As for Christmas, can you get someone to decorate your bedroom? Put your tree in there, put up the Christmas cards in there. Make the room you spend the most time in, your Christmas room.  Ask family to help with a Christmas dinner, even if its just soup. Call it a Christmas soup, or aif you can only eat certain things, call them Christmas food. Like I said before, the mind is an interesting organ, and you can make it believe whatever.

Last night, when I couldn't sleep, I laid their and pretended I was an Elf in Lothlorien (I've been reading and watching Lord of the Rings). It soothed me to sleep, and even though it took me a while, it was very pleasant while  . 

Do what it takes to make it through if you can. 

Really, just two more after the next one. You can do it. We're beside you all the way. 

Sue - Trubrit

 

Nana b's picture
Nana b
Posts: 3045
Joined: May 2009

I had my CEA results every 6 weeks it was the only way for him to check if chemo was working, or in my case three chemos not working. The nurses would give me a copy of the blood work each Visit. 

JanJan63's picture
JanJan63
Posts: 2482
Joined: Sep 2014

Thank you for the support. I didn't go to my onc appointment on Friday and her nurse left me a cranky message this morning telling me I need to be more responsible for my appointments. I've missed the last two but the one before I was too sick to go and called to tell them. On Friday I didn't call but to tell me I need to be more responsible annoyed me big time. It costs me about 25 bucks every time I go there between parking and gas as we live out of town. There's not enough parking so I have to get there early and drive around until I finally get a spot. On Friday it was -24C (-11F) and I can't walk through the huge parking lot with that kind of cold, I have to be dropped off. So I didn't go but I should have called. I guess it was my passive aggressive way of dealing with her. I hate having to drive so far and have the hassle of the cold and she's ALWAYS late, sometimes I've sat there for over an hour, just to be told that things look good. Things look good because they're just checking my overall health, not my CEA.
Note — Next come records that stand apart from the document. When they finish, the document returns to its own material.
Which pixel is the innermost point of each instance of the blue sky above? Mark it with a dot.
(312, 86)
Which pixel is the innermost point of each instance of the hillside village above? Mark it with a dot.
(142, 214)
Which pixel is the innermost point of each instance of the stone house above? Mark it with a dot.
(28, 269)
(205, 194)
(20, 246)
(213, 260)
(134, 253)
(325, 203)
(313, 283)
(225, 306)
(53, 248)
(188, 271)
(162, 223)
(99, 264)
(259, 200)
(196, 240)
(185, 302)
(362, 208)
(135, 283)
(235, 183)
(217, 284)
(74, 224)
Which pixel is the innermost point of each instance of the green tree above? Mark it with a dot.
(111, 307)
Dammit, I wish I'd fired her before this chemo.

Cranky Jan

Trubrit's picture
Trubrit
Posts: 4894
Joined: Jan 2013

You must go to your appointments (there, I sound like your nurse). 
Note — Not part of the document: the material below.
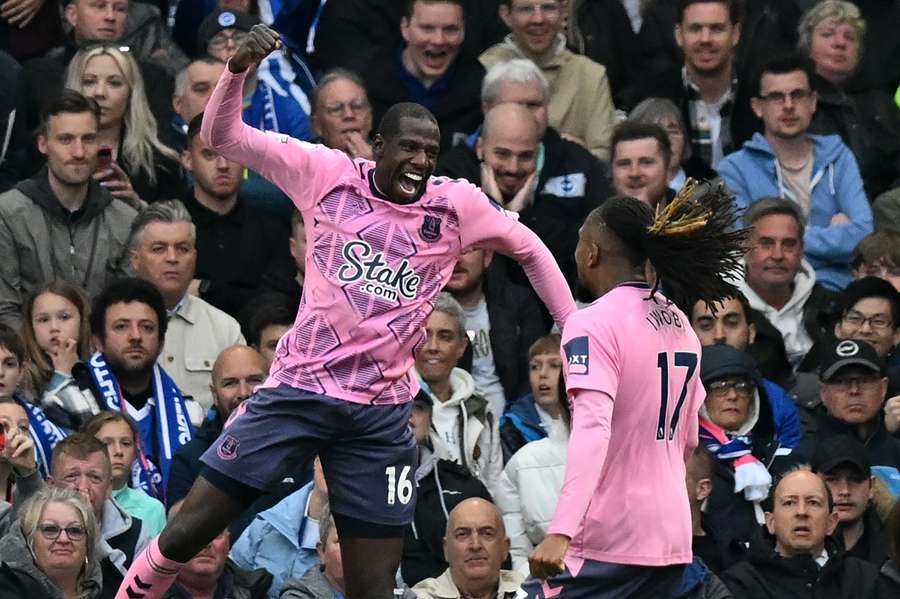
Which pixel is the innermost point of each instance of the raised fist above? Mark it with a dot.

My husband drove me the 360 miles round trip, every two weeks to get my chemo. Sometimes it was snowing so bad we could hardly see the road.
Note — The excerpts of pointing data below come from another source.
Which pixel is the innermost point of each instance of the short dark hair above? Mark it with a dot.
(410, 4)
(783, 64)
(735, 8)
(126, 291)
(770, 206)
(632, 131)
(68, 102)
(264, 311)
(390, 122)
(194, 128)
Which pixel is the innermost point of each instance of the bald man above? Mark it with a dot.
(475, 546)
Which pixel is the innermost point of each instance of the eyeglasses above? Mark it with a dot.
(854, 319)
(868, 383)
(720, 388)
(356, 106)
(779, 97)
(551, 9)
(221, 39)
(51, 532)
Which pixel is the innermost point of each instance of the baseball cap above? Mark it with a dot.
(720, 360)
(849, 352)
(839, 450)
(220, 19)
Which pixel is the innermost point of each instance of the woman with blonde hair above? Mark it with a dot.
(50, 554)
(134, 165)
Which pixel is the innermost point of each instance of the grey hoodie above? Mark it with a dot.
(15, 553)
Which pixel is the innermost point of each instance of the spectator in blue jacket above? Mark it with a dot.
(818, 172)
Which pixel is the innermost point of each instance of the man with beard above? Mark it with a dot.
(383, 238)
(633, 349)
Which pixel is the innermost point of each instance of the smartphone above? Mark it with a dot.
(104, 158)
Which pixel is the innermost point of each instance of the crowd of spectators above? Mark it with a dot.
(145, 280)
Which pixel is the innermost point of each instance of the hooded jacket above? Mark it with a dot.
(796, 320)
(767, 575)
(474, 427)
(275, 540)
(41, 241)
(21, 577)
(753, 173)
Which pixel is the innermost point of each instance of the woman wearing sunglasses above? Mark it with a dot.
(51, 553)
 -25 is cold though, and I know it hurts to breath when it is that cold. Just tell yourself that whenever you put off a treatment, then it only makes it longer before you're finished. 

Right, I shall get down off my wall now. I don't mean to be preachy, but missing appointments just makes it worse for you in the long-run. 

Sue - Trubrit

JanJan63's picture
JanJan63
Posts: 2482
Joined: Sep 2014

Okay, 360 miles is a long drive, wow. I have an hour drive and have to do it the Friday to see her which seems like a complete waste of time and money and then again on the Monday right after for the chemo. I did get them to give me a req for CEA results, though!

I did treatment number five today and tried to keep my hands cool while it was coming in. I may be proved wrong later but at this point I think I have less cold sensitivity than I did when I was done the last treatment. I'm cautiously optimistic. Laughing

Jan

Helen321's picture
Helen321
Posts: 1393
Joined: May 2012

The one before makes sense because they're taking your bloodwork just to make sure you can do the next chemo but the one after seems like a money maker.  If you do nothing but walk in, she checks you over, then you can skip that appt.  I never had to go to one after, just the one before to get my bloodwork done and check my pressure.  If you feel like two appts are a waste, just tell her you want the one.  She would have to give you a good reason for the second.  I can't think of what that would be.

JanJan63's picture
JanJan63
Posts: 2482
Joined: Sep 2014

Sorry, no I go for one to talk to her and the other is the chemo. So just two times there and no follow up appointment. I don't like her and feel that it could just be done by phone now that it's so cold here and such a pia to get there. And I didn't appreciate the nurse's message at all. But she did give me a form so I could get my CEA results. First she told me to just write it myself on my regular req. Is that professional? It would be like a kid writing a fake note from their parents.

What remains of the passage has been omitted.